Deutschland muß noch mehr aufwachen, Reformen durchzuführen.

Horst Köhler, Bewerber um die Lübke-Nachfolge

FreundInnen
    16. Februar, "Der Spiegel":
Helmut Kohl bedankte sich artig bei der Chefredakteurin der linken Tageszeitung "Taz". In der Jubiläumsausgabe "25 Jahre! Die ›Taz‹ feiert" im vergangenen September hatte die "Taz"- Chefin Bascha Mika den Altkanzler mit einem Interview, geführt von Kohl-Freund Kai Diekmann, Chefredakteur der "Bildzeitung", auftreten lassen. Zu sehen war auf der Titelseite die Zeile: "Heute gibt's Kohl" nebst einem Kohl-Porträt des Fotografen Daniel Biskup. Der "Taz"-Aufmacher gefiel dem Altkanzler offenbar so gut, daß er das Foto inzwischen auf seine Autogrammkarte gesetzt hat. Dies berichtet dieser Tage Diekmann der "Taz"-Chefredakteurin stolz in einem erläuternden Schreiben: "Und damit Sie, liebe Bascha, mir das auch wirklich glauben, habe ich Helmut Kohl bei meinem letzten Besuch gebeten, für Sie seine neue Autogrammkarte zu unterschreiben - der "Taz"-Chefin vom Altbundeskanzler persönlich gewidmet ... Voilà!" Beigelegt war eine von Kohl signierte Karte: "Für Bascha Mika - Helmut Kohl."

Für Steinbach, zum Glotzen
    26. Februar, DPA:
Der frühere tschechoslowakische Präsident Edvard Benesch ist vom tschechischen Abgeordnetenhaus mit einem eigenen Gesetz für seine "Verdienste um den Staat" gewürdigt worden.
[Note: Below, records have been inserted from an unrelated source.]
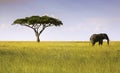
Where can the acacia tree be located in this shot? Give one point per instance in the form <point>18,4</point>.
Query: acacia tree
<point>38,23</point>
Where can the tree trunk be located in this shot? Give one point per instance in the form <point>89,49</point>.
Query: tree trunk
<point>38,38</point>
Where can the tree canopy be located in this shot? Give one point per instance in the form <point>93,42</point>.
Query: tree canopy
<point>38,23</point>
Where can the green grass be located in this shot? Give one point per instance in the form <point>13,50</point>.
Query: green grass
<point>59,57</point>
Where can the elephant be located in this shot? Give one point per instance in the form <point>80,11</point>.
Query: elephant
<point>99,38</point>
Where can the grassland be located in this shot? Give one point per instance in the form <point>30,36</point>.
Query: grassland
<point>59,57</point>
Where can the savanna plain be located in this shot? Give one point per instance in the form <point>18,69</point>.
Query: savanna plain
<point>59,57</point>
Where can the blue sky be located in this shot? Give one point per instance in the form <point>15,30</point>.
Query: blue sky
<point>80,18</point>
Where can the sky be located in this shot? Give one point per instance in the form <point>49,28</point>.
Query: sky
<point>81,19</point>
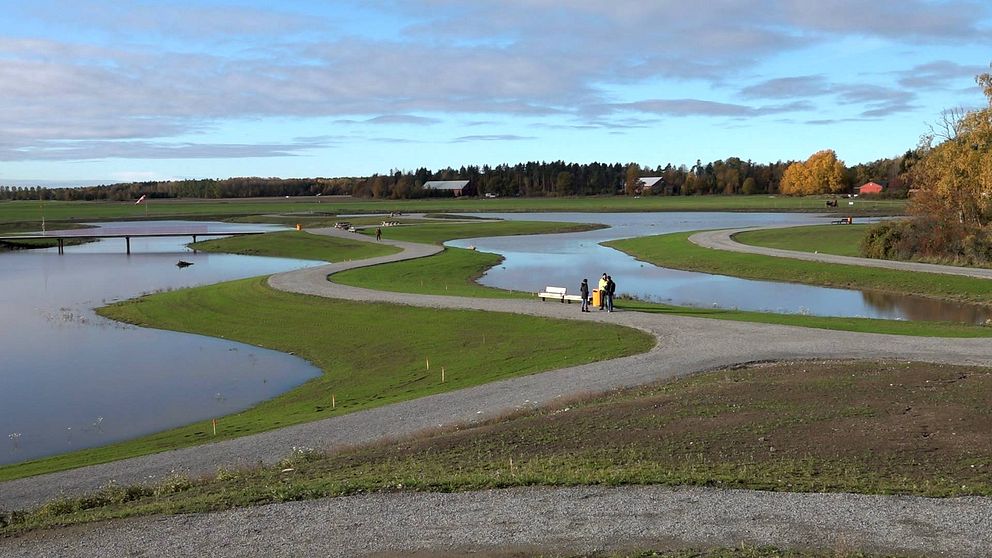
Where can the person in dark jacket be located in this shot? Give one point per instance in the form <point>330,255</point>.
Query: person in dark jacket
<point>611,289</point>
<point>602,292</point>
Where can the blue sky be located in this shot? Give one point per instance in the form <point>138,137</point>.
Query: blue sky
<point>106,91</point>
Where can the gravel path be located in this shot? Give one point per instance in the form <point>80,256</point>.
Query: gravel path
<point>723,240</point>
<point>527,522</point>
<point>685,345</point>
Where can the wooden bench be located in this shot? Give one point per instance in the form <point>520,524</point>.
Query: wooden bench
<point>560,294</point>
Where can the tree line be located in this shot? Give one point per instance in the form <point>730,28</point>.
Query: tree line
<point>531,179</point>
<point>952,201</point>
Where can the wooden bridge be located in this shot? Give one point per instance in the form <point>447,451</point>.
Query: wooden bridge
<point>127,235</point>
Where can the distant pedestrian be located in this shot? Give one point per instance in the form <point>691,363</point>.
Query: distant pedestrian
<point>584,292</point>
<point>602,291</point>
<point>611,289</point>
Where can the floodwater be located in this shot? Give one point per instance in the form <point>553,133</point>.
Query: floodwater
<point>533,262</point>
<point>70,379</point>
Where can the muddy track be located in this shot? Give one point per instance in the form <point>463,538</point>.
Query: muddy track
<point>685,346</point>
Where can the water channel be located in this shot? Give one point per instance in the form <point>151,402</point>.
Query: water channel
<point>70,379</point>
<point>533,262</point>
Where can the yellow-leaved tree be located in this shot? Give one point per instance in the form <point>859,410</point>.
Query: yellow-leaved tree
<point>822,173</point>
<point>951,197</point>
<point>954,178</point>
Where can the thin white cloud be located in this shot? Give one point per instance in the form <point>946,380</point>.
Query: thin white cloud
<point>518,58</point>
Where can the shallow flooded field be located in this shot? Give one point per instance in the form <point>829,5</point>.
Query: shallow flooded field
<point>533,262</point>
<point>70,379</point>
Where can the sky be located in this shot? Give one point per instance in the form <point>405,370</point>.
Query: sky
<point>110,91</point>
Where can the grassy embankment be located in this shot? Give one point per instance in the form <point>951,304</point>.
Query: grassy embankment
<point>15,211</point>
<point>825,239</point>
<point>454,271</point>
<point>862,427</point>
<point>432,275</point>
<point>385,365</point>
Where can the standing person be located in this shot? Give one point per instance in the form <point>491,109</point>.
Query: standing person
<point>602,291</point>
<point>611,288</point>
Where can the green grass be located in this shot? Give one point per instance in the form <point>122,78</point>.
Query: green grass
<point>13,211</point>
<point>826,239</point>
<point>439,233</point>
<point>297,244</point>
<point>675,251</point>
<point>371,355</point>
<point>848,427</point>
<point>454,271</point>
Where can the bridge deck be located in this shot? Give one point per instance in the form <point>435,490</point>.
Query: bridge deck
<point>127,235</point>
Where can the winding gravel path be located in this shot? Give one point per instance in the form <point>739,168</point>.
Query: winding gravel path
<point>723,240</point>
<point>381,523</point>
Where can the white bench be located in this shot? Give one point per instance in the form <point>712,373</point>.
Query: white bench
<point>560,294</point>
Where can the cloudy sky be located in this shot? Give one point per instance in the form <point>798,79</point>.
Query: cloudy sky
<point>106,90</point>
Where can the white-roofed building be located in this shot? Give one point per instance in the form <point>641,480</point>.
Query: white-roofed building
<point>457,187</point>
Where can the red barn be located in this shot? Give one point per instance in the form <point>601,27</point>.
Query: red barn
<point>870,188</point>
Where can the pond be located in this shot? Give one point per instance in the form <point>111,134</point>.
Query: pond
<point>70,379</point>
<point>533,262</point>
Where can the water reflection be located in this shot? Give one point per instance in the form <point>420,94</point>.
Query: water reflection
<point>533,262</point>
<point>70,379</point>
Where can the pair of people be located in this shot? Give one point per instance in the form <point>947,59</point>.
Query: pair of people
<point>607,288</point>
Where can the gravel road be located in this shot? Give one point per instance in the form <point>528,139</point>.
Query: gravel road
<point>378,523</point>
<point>531,521</point>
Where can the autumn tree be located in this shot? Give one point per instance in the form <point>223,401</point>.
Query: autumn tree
<point>822,173</point>
<point>954,178</point>
<point>952,206</point>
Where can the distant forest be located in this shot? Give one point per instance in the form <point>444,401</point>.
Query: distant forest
<point>533,179</point>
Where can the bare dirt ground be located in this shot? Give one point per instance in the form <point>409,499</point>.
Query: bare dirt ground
<point>584,519</point>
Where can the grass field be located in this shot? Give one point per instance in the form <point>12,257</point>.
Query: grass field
<point>15,211</point>
<point>454,271</point>
<point>826,239</point>
<point>371,355</point>
<point>861,427</point>
<point>675,251</point>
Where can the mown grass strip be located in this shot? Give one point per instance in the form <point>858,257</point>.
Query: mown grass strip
<point>11,211</point>
<point>371,355</point>
<point>825,239</point>
<point>675,251</point>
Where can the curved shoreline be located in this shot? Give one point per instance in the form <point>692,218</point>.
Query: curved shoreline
<point>685,345</point>
<point>723,240</point>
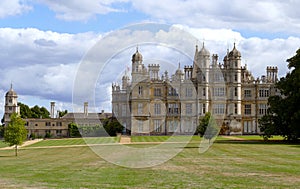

Die Formulierung gilt als besondere Ehre, da sie bisher nur dem Staatsgründer Tomás G. Masaryk zuteil geworden war.

Grüß Gott, Lenin
    28. Februar, DPA:
Die Stimmung in der ostdeutschen Bevölkerung ist so schlecht wie noch nie. Fast jeder Zweite (45 Prozent) beurteilt die eigene wirtschaftliche Situation schlechter als noch vor fünf Jahren. Nur ein Drittel (30 Prozent) ist mit der eigenen Lage zufrieden. Lediglich 20 Prozent geben an, sich als "richtige Bundesbürger" zu fühlen. Nur ein Prozent der Befragten sieht Ost und West als Einheit.

Die Doris 1
    3. März, "Bild":
Kanzlergattin Doris Schröder-Köpf ist mächtig sauer auf die Dienstleistungsgwerkschaft Verdi. Der Grund: Rund 3.000 Postler hatten am Reihenendhaus des Kanzlers im Zooviertel von Hannover 20 Minuten lang gegen Kürzungen beim Urlaubs- und Weihnachtsgeld demonstriert. Die Kanzlergattin verfolgte die Demo zeitweise am Fenster und mußte mitanhören, wie Verdi-Landeschef Wolfgang Denia die Menge durch ein Megaphon anfeuerte, "Kante gegen Schröders Politik" zu zeigen. In der "Hannoverschen Allgemeinen Zeitung" empörte sich Doris Schröder-Köpf: "Das hat es meines Wissens bei Helmut Kohl in Oggersheim nicht gegeben."

Die Doris 2
    4. März, "Bild"-Rubrik "Leser schreiben in ›Bild‹":
Wirklich eine Frechheit, wenn die Armen so nah an der Villa vorbeiziehen. Leider kann nicht jeder Postler reich heiraten. Die große Dame hätte die Rolläden runterlassen sollen.
Robert Eucker
Ich würde sagen, die verehrte Kanzlergattin soll ihr Töchterlein und ihren Versager unter den Arm klemmen und dahin verschwinden, wo noch kein Mensch war.
Andrea Hentsch
Soso, die Kanzlerfrau ist lärmbelästigt? Zum Trost sei ihr gesagt, daß die Mehrzahl der Deutschen täglich durch die miese Politik ihres Göttergatten "belästigt" wird. Hans-Georg Müller

Der Doris ihr'n Mann
    4. März, DPA:
Bundeskanzler Gerhard Schröder (SPD) steht für Interviews mit der "Bildzeitung" nicht mehr zur Verfügung. Regierungssprecher Béla Anda kritisierte die Berichterstattung als "Mischung aus Häme, Hetze, Verächtlichmachung der Akteure, garniert mit Halbwahrheiten". Anda war mehrere Jahre lang "Bild"-Redakteur.

Steinbachs Lebensraum
    5. März, "Freitag":
Was für eine Art von Vertriebene ist die Vertriebenenpräsidentin denn eigentlich? Die "Süddeutsche Zeitung" behauptet, daß ihre "Familie am Ende des Zweiten Weltkriegs ihre Heimat verlassen" mußte. Erika Steinbachs Eltern stammen nun allerdings aus Hanau und Bremen. Vertrieben wurden sie zusammen mit der 1945 zweijährigen Erika aus dem polnischen Rumia, wo ihr Vater als Besatzungssoldat seinen Wehrmachtsstandort hatte. Wenn alle in solche alte Heimat zurückkehren, die unter Hitler das "Generalgouvernement" besetzten und ihre Nachkommen dazu, dann darf sich Polen bei seinem Beitritt zur EU auf einiges gefaßt machen.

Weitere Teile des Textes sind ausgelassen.